After Reagan won the presidential election in 1980, he similarly pulled the social safety net from under the nation. His free-market fiscal policies led to a weaker dollar (inflation), wage stagnation and wealth stratification. He ushered in the age of the dual-income household, medical bankruptcy, risky lending (the savings and loan crisis), corporate bailouts and government debt. You’d think his pro-recession fiscal policies would have put a damper on extreme behavior. Not at all. Despite the ne’er-do-wells on the streets, violent crime and intrepid music flourished. Shootings and muggings were commonplace, and indie rock burgeoned into a whole new industry.
Nor did the health-consciousness and environmental awareness of the 1970s stymie cultural innovation and crime. Self-help, jogging, yoga, organic food and the crusade for all things natural and hairy seized the nation. There were granola bins in supermarkets, Birkenstocks on teachers’ feet and Surgeon General warnings on cigarette packs. But the ardent positivity, ameliorative sentimentality and pervasiveness of alfalfa sprouts did not dissuade the serial killers and organized crime. And rock-n-roll went satanic. On the pop side were AC/DC and Black Sabbath. On the underground side were The Stooges, The Ramones, The Damned, Dead Boys, Electric Eels, DMZ, New York Dolls and Richard Hell and the Voidoids. Despite disco, roller-skating, rainbow colors and the demand for bran, rock-n-roll got demonic, rowdy and loud.

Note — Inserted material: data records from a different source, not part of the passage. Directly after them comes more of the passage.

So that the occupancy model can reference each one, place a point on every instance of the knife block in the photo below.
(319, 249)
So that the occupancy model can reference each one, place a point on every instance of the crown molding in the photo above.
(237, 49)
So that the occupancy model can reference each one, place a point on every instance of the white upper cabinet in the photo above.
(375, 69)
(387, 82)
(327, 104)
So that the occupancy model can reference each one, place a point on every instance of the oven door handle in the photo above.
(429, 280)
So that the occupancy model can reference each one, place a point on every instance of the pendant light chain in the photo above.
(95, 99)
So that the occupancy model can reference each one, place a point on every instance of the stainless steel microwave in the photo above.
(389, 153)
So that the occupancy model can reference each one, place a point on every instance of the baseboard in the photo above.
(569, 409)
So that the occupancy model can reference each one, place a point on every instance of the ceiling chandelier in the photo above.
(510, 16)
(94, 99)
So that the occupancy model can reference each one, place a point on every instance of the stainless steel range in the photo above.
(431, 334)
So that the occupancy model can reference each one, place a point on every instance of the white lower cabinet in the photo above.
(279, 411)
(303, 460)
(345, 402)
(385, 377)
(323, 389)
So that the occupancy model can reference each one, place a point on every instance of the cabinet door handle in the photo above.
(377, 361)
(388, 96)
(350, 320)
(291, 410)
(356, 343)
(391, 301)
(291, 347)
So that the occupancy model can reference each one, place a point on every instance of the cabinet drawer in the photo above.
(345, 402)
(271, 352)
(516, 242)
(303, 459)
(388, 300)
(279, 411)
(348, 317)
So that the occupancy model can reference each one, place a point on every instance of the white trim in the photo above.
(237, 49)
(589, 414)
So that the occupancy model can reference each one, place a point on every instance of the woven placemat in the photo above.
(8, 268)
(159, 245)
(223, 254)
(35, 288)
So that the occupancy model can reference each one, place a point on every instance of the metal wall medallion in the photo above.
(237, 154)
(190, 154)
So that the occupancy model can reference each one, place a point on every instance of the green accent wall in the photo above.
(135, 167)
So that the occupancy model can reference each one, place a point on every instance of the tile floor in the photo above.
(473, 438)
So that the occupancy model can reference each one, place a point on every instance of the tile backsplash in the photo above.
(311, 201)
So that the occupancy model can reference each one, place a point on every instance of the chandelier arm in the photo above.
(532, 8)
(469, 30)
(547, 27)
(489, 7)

But what about the sixties? If you’ve watched Mad Men, you’ve probably chuckled over the scene where the gynecologist performs an exam with a burning cigarette in his mouth. Over the booze caddy and casting couch in every executive office. Over Draper whipping his picnic trash onto the grass, hopping into his convertible and, without buckling up for safety, speeding into the sunset. Those were the days of guiltless littering, three-martini lunches, dangerous transportation and catchy ad jingles. That was when seatbelts and bicycle helmets were optional. When Sherwin Williams covered the planet in lead paint, General Mills removed roughage from cereal and kids played with mercury. It was an age of high morbidity and mortality rates. Yet the innovations in music, art and literature are too many to list. And the age had something that ours no longer does: a counterculture.
A recent show by Vince Gilligan, Pluribus, satirizes the state we’re in. Infected by an alien virus, the world’s population mentally syncs into a single, benign organism. This selfless, obsequious, homogenous and harmless we exists only to blissfully preserve and spread itself. Ironically, it does so according to the teachings of the Buddha, Confucius and Christ. It’s timely of Gilligan to explore the pathos of benign unity. The elimination of originality, individuality, eccentricity, crime, violence and disparity. Like the virus in Pluribus, the internet has made it safe to go out but deprived us of a reason to go out. It connects and unifies us but only when we are algorithmically mesmerized. For the few like Carol Sturka who are not synced up, the world has become lonely, empty and morbidly safe.